Johna Zogby’egoautor i ankieter, zauważył, że byli prezydenci, tacy jak Lyndon Johnson, Bill Clinton i Barack Obama, stawiali czoła podzielonym partiom, ale mimo to zdołali uchwalić przepisy. Jednak Trump często stwierdzał, że jego program polityczny utknął w martwym punkcie z powodu konfliktów wewnętrznych między Republikanami podczas jego pierwszej kadencji.

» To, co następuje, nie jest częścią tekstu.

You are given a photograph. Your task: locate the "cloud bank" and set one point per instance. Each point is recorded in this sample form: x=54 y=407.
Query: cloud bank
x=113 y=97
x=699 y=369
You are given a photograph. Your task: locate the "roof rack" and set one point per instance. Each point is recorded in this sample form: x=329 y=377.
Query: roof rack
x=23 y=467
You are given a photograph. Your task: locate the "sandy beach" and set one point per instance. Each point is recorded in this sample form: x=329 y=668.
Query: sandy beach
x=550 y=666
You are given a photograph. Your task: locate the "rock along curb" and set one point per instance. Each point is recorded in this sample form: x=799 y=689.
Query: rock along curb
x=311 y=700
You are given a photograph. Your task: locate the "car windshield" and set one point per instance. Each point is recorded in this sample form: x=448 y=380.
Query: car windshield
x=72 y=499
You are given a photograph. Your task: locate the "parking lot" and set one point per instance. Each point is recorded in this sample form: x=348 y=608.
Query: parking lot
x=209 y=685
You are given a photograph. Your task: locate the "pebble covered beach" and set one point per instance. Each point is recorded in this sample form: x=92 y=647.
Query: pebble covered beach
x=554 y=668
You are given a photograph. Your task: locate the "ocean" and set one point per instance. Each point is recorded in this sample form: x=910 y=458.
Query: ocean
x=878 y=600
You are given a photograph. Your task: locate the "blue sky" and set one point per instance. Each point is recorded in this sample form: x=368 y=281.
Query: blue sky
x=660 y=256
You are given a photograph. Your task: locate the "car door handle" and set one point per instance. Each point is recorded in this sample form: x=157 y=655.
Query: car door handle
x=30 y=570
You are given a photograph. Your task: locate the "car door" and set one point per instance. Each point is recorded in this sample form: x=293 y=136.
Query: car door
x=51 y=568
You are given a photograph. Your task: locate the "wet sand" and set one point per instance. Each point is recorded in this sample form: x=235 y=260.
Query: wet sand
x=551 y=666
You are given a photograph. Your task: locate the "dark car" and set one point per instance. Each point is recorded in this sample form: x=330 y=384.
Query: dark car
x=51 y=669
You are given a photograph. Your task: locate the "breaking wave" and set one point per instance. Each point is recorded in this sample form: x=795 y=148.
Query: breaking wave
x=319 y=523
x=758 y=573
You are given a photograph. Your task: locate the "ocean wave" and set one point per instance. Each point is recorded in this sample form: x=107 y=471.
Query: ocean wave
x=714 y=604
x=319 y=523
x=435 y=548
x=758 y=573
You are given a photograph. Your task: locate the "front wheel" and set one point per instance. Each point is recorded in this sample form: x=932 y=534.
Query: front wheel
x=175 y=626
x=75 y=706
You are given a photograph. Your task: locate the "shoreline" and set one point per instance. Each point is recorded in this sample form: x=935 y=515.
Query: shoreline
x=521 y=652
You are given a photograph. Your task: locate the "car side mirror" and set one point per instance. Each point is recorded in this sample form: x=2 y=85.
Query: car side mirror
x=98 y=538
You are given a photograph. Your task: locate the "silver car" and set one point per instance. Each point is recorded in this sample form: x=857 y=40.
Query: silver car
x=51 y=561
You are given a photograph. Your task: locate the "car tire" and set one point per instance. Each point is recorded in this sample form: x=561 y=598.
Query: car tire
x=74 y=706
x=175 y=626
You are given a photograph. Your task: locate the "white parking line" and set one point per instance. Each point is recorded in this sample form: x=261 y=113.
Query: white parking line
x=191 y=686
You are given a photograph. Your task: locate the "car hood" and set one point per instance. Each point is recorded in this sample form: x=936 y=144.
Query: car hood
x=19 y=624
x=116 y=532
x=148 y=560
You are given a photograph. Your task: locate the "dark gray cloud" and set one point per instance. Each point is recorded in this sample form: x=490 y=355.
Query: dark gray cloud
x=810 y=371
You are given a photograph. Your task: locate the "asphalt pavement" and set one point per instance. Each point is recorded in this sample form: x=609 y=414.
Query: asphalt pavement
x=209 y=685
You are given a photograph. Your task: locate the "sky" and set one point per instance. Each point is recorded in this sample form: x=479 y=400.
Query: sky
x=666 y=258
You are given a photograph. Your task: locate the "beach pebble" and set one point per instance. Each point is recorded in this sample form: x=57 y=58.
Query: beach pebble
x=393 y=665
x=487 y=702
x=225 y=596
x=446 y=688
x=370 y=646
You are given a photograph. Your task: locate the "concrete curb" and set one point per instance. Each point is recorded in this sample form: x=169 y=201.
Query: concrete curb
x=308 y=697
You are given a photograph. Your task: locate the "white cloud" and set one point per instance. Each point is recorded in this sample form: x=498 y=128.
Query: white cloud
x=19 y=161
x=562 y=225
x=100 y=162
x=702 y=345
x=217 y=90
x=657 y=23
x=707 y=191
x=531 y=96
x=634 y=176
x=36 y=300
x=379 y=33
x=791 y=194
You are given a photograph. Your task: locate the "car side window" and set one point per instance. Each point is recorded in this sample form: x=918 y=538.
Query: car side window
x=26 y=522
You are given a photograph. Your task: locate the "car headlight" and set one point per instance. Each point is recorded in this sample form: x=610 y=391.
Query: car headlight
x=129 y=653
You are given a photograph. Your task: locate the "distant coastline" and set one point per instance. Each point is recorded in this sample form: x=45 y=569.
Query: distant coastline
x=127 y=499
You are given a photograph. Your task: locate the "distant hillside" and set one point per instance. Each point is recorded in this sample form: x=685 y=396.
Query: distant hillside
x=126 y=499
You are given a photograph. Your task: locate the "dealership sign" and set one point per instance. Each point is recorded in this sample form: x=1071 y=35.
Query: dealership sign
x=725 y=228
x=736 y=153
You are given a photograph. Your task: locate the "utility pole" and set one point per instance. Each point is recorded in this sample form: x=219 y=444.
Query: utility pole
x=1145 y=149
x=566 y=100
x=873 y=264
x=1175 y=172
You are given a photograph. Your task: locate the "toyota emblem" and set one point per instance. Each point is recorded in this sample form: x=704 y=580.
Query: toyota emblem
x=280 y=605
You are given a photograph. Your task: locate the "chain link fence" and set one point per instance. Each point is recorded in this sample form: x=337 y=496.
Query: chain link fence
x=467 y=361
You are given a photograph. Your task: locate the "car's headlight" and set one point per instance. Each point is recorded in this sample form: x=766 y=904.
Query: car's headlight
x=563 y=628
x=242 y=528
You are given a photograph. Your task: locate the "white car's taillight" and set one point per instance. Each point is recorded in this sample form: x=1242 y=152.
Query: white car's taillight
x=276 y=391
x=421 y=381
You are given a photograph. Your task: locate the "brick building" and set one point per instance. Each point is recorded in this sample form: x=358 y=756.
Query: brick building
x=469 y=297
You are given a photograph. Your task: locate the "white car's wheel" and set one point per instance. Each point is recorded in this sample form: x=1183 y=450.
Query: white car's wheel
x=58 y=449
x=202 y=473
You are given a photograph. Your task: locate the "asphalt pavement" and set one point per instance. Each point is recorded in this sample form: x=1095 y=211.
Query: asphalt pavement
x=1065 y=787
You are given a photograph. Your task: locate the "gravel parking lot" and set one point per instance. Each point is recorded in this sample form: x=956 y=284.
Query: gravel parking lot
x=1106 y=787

„Rzeczy w tym, że Trump Two jest równie tajemniczy jak Trump One” – powiedział Zogby. „Wiemy, jaki jest tym razem program, ale potencjał powstania tak wielu konfliktów jest ogromny. On się na tym rozwija. Numerem jeden na porządku dziennym jest Donald Trump. Im więcej ci goście walczą, tym bardziej w jego mniemaniu staje się Ronaldem Reaganem ponad walką.